Before then, let's consider the D-Major scale which is D E F# G A B C# D. We see that there are 2
sharps in this scale - the collection of sharps or flats in a given scale is called the Key Signature.
That example may seem straightforward, but what about the F-Major scale? F G A A# C D E F, right?
Actually, there is a rule that each note name must be represented at least once, and so the correct
notes would be written as F G A Bb C D E F.
But what about a D#-Major Scale? The D-Major scale already has an F# as the third degree of the
scale, so in the D#-Major scale we simply give it an additional sharp to raise the note value once more,
yeilding the scale D# E# F## G# A# B# C## D#. The same goes for flats, with the Fb-Major scale being
Fb Gb Ab Bbb Cb Db Eb Fb.
This is technically all you need to know to solve the problem. However if things are still a bit confusing, let's try to explain it in the traditional method using the model of the Circle of Fifths.
The Circle of Fifths
The Circle of Fifths for Major Keys.
The Circle of Fifths is a visual tool that musicians use in order to quickly calculate the key signature
for any given root note. First let's observe that C-Major as 0 sharps, G-Major as 1 sharp, and
D-Major as 2 sharps. As we keep moving the root note up by a perfect fifth interval we can add one
sharp. Likewise there is 1 flat in F-Major, 2 flats in Bb-Major, and 3 flats in Eb-Major,
and so moving the root note downwards by the same interval adds flats instead.

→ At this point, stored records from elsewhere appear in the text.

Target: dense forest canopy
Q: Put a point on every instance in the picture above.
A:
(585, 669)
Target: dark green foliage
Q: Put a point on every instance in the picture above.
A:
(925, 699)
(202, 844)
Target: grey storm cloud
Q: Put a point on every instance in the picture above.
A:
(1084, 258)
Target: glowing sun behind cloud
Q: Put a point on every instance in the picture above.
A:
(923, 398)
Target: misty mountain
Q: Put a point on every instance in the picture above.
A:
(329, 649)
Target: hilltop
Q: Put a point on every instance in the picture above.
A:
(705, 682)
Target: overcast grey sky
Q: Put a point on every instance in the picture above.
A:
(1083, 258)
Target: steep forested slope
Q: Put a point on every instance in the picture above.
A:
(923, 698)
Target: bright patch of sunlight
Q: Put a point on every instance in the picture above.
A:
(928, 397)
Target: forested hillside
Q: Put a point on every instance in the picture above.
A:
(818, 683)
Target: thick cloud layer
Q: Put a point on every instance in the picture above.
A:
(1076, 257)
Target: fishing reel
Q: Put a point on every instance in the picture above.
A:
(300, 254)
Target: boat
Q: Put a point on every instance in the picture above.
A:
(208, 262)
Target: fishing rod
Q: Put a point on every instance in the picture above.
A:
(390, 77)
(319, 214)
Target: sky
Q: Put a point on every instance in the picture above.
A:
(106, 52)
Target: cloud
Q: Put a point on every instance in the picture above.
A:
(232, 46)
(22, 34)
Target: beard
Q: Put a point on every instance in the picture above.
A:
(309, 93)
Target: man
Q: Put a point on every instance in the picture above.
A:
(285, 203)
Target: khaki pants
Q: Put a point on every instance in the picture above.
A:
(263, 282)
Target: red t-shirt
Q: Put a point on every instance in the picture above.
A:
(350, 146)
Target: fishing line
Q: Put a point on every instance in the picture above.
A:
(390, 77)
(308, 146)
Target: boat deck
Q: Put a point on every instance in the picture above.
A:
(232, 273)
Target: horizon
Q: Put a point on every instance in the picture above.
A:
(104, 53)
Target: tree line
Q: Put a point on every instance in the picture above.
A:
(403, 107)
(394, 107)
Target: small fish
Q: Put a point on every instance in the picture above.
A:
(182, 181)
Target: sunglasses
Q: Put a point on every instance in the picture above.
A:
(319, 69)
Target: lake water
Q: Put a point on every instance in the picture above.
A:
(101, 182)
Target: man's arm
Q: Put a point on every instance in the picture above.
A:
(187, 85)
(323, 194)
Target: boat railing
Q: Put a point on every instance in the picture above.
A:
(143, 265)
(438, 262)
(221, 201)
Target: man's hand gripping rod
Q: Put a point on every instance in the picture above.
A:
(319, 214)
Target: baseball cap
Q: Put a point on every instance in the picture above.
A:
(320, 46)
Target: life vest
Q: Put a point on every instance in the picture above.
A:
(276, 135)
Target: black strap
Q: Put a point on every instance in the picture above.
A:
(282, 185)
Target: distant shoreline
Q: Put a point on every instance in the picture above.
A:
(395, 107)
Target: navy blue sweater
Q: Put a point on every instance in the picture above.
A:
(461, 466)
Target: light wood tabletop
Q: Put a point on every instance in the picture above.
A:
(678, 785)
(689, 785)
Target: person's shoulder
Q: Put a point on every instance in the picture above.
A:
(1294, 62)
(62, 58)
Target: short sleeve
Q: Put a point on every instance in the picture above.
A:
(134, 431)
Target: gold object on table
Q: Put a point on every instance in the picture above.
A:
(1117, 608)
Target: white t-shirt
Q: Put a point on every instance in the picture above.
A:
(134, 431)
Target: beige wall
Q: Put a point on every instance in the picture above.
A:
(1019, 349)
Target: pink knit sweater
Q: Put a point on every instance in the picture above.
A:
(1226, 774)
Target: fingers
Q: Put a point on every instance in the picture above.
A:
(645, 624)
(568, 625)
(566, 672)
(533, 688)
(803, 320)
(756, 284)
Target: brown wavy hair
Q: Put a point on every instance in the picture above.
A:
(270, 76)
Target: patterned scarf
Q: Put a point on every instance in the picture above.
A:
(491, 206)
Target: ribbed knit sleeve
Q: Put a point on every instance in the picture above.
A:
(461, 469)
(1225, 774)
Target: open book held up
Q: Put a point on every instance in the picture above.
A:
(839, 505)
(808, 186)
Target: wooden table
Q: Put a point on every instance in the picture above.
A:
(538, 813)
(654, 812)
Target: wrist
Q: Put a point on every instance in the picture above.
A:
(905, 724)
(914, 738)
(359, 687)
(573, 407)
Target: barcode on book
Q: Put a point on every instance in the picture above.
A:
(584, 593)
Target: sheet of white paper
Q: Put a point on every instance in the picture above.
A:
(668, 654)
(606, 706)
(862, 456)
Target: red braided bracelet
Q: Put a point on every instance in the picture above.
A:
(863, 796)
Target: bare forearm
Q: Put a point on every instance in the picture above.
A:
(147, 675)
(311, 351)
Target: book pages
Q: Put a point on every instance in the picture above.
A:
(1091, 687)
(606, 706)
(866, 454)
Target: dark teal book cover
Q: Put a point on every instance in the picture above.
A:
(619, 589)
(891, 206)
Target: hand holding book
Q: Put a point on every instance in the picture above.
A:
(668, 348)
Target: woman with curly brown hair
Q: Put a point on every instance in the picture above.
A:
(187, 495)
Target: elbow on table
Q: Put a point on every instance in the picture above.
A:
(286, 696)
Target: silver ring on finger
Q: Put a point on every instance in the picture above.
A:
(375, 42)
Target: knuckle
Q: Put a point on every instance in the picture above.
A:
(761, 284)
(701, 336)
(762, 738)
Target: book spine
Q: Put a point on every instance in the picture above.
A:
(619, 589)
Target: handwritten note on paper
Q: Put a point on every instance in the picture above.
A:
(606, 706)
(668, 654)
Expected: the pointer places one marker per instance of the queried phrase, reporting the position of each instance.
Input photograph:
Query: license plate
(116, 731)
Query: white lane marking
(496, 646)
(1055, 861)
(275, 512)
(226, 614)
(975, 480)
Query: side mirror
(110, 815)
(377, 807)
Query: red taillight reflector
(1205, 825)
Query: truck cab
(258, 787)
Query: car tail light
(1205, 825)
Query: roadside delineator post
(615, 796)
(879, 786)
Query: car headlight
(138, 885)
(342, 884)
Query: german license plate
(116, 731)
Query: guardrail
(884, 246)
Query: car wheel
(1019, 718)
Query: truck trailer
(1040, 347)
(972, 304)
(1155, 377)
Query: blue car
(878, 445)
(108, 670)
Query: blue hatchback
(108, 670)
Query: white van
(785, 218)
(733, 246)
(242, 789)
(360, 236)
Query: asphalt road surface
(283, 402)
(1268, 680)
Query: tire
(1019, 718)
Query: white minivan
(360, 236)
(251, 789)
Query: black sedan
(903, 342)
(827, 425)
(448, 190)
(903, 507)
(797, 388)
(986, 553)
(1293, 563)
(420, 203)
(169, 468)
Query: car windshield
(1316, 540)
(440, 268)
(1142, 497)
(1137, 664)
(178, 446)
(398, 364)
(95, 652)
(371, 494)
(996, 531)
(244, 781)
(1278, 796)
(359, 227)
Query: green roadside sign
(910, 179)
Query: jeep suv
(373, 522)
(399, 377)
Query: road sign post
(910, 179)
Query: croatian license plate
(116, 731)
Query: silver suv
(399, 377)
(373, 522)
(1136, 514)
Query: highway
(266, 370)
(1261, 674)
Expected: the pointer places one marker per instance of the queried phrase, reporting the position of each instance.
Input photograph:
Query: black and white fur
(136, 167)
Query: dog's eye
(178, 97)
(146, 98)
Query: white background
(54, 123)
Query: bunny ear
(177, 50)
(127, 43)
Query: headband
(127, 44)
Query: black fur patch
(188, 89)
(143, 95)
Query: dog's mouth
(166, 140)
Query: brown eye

The first sharp to be added is F#, then each additional sharp is one perfect fifth interval lower
than the previous, in the order F#, C#, G#, ... and so forth.
Likewise the first flat is Bb, and each additional flat is one perfect fifth interval higher than
the previous, in the order Bb, Eb, Ab, ... and so forth.
Problem Statement
Input Data
First line is Q, the quantity of testcases.
Q lines will then follow, each holding one root note name.
Answer
Should consist of 7 * Q space-separated note names corresponding to the first 7 intervals of each
given root note's Major scale.
Example
input data:
2
Db
E#
answer:
Db Eb F Gb Ab Bb C E# F## G## A# B# C## D##